J’avais de plus en plus la conviction que l’Heure était proche ; que Bassam attendait un signal pour prendre sa part à la fin du monde — il disparaissait une grande partie de la journée, au rythme des prières ; il feignait d’être content lorsque je lui proposais d’aller faire un tour, de changer de quartier, de profiter un peu de la ville qui nous tendait les bras ; il réussissait à faire semblant une demi-heure, à s’extasier sur une ou deux filles et trois vitrines, puis il redevenait silencieux, happé par ses souvenirs, ses projets ou sa haine. Quand je le cuisinais il me regardait avec sa bonne tête de plouc, les yeux incrédules, comme s’il ne comprenait absolument pas à quoi je faisais allusion, et je me prenais à douter, je me disais que j’exagérais, que l’ambiance, la rue des Voleurs et la maladie de Judit commençaient à me taper sur le système, alors je me promettais de ne plus lui en reparler — jusqu’à ce que le soir vienne, qu’il disparaisse deux ou trois heures Dieu sait où en compagnie de ses potes pakistanais sortis de nulle part et rentre, muet, avec le regard perdu et vibrant de quelqu’un qui appelle, pour prendre la place de Mounir sur le canapé, et je retrouvais mes doutes et mes questions. Un jour j’avais remarqué qu’il était arrivé avec un sac en plastique, bizarre pour quelqu’un qui ne s’achetait jamais rien, qui ne possédait presque rien, à part quelques vêtements qu’il lavait à la main rituellement chaque soir avant de se coucher — j’ai jeté un coup d’œil lorsqu’il est allé pisser, l’emballage contenait quatre téléphones portables neufs d’un modèle très simple, je me souvenais du modus operandi de l’attentat de Marrakech, bien sûr je n’ai pas pu résister, je lui ai posé la question, il n’a pas eu l’air fâché que j’aie fouillé dans ses affaires, juste un peu lassé de mes soupçons, il m’a répondu très simplement c’est un petit trafic de mes potes d’en bas, si tu veux je peux t’en obtenir un gratos — le naturel de sa réponse m’a désarmé, alors je me suis tu.
J’étais sans doute en train de devenir fou, complètement paranoïaque.
Un jour je n’y tenais plus, j’en ai parlé avec Judit.

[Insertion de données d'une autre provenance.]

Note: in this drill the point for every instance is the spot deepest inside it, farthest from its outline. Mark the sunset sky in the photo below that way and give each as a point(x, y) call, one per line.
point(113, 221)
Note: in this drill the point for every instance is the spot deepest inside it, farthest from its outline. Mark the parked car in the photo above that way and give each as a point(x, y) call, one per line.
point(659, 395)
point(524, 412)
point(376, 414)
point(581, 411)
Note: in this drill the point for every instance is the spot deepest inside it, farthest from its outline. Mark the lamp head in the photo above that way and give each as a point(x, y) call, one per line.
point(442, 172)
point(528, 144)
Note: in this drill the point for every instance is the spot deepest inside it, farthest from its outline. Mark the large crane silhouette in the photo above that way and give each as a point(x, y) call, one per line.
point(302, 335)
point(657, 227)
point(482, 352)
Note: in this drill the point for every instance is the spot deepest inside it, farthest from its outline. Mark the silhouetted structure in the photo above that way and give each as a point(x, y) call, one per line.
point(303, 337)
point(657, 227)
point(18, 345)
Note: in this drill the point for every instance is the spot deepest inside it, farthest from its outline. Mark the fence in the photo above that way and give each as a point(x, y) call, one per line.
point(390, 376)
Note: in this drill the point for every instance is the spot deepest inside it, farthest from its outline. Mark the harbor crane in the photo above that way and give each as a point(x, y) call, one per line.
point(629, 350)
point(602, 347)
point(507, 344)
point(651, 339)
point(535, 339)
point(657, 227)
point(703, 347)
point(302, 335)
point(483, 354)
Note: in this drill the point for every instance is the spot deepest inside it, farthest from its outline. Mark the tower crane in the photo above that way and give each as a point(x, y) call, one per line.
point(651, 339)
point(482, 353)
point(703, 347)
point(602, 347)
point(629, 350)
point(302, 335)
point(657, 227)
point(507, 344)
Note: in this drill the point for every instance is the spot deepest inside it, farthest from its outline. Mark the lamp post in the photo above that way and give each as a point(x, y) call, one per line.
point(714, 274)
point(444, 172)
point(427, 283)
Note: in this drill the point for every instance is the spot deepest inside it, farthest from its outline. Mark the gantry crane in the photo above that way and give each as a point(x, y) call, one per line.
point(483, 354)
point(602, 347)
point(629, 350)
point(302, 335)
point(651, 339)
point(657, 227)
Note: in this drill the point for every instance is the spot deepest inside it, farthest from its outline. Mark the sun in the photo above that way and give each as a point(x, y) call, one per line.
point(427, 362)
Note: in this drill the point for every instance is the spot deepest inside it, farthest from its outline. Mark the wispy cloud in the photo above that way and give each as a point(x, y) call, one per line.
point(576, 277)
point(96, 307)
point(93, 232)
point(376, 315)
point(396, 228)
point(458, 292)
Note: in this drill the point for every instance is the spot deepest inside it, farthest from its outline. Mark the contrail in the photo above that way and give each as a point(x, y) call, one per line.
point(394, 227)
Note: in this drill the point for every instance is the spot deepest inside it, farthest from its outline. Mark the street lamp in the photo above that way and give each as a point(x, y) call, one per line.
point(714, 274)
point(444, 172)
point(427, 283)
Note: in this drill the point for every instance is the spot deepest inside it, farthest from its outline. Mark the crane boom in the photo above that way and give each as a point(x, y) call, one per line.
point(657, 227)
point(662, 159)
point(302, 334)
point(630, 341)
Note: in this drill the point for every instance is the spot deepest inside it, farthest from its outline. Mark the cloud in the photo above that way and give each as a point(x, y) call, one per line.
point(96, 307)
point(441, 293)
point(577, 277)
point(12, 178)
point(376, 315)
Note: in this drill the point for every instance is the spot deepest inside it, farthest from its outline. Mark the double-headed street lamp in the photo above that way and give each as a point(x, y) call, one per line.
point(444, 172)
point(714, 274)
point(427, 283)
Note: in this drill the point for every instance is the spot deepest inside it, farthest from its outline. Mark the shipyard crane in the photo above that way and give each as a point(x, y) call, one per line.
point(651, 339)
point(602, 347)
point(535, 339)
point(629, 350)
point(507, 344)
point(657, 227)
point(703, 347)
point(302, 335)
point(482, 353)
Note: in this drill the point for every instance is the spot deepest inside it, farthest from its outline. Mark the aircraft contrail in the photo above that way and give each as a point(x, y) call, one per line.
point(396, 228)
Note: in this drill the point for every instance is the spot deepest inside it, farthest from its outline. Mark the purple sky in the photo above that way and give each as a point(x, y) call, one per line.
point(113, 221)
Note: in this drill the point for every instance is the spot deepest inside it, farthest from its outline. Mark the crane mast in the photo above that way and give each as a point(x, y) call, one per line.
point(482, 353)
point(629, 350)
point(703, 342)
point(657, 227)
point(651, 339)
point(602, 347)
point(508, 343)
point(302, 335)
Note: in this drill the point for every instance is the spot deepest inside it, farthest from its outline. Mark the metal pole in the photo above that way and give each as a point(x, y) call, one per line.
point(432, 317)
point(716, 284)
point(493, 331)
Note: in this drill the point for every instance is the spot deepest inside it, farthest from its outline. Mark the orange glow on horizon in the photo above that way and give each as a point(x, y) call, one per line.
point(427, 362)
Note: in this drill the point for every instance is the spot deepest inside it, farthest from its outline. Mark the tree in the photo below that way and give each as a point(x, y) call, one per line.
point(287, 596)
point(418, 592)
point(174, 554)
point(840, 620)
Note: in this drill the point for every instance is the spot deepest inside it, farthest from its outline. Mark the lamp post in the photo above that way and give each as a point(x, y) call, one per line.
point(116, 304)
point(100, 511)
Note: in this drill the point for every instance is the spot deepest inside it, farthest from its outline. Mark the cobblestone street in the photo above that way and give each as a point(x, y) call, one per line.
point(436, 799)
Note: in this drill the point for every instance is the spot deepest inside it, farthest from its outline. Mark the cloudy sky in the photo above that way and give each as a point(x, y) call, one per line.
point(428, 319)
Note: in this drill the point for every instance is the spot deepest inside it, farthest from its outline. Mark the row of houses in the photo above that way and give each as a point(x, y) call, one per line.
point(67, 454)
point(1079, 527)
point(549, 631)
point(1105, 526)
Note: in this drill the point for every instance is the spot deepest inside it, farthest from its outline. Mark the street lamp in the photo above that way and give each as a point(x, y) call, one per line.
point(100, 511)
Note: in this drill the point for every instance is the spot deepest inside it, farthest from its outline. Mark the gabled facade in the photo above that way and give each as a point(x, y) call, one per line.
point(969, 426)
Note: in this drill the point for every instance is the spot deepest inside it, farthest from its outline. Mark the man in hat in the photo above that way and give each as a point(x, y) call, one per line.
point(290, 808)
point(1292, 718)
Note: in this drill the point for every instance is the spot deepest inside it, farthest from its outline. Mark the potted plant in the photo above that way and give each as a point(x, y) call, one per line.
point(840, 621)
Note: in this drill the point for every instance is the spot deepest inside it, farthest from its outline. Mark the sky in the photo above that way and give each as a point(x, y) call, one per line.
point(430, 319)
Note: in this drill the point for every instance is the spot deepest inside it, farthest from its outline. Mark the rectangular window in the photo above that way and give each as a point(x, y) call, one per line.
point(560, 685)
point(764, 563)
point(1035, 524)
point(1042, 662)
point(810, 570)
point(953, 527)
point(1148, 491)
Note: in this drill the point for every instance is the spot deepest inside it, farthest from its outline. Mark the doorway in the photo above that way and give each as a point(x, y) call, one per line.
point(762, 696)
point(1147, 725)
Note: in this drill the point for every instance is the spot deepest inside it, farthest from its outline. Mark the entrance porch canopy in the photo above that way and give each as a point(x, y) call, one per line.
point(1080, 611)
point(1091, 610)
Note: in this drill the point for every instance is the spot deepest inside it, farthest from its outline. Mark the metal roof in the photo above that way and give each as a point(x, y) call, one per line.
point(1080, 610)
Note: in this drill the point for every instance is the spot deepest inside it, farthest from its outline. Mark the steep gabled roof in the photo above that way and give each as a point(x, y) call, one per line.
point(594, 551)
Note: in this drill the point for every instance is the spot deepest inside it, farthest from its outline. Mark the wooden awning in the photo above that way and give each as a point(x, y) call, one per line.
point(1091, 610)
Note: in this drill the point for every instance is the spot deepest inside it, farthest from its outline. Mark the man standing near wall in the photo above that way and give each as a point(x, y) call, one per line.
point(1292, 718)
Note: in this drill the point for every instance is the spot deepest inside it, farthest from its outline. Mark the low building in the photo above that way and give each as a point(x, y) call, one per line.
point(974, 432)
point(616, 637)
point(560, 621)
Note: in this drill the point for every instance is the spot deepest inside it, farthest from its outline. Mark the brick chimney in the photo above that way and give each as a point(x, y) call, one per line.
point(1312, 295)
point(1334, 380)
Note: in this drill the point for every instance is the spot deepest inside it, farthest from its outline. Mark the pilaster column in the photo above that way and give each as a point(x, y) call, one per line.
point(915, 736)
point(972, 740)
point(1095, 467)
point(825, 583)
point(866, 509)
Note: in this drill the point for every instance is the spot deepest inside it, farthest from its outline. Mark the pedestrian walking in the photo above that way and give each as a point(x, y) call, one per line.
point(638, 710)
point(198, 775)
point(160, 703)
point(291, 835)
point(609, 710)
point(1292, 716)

Elle était toujours hospitalisée, l’opération était sans cesse repoussée : les coupes sombres dans son budget avaient contraint l’hôpital à fermer une partie des blocs opératoires — et il y avait toujours plus urgent qu’elle à opérer.
Núria n’était pas là, nous étions seuls tous les deux dans sa chambre ; elle était assise dans le fauteuil des visiteurs, et moi par terre à ses côtés. J’ai hésité longtemps, et je lui ai dit tu sais, je me demande si Bassam ne prépare pas quelque chose.
Elle s’est penchée vers moi.
— Quelque chose de dangereux, tu veux dire ?
— Oui, quelque chose comme Marrakech ou Tanger. Mais je n’en suis pas sûr. C’est juste une possibilité.
J’ai repensé au nouveau regard de Bassam, si vide, si perdu, si douloureux.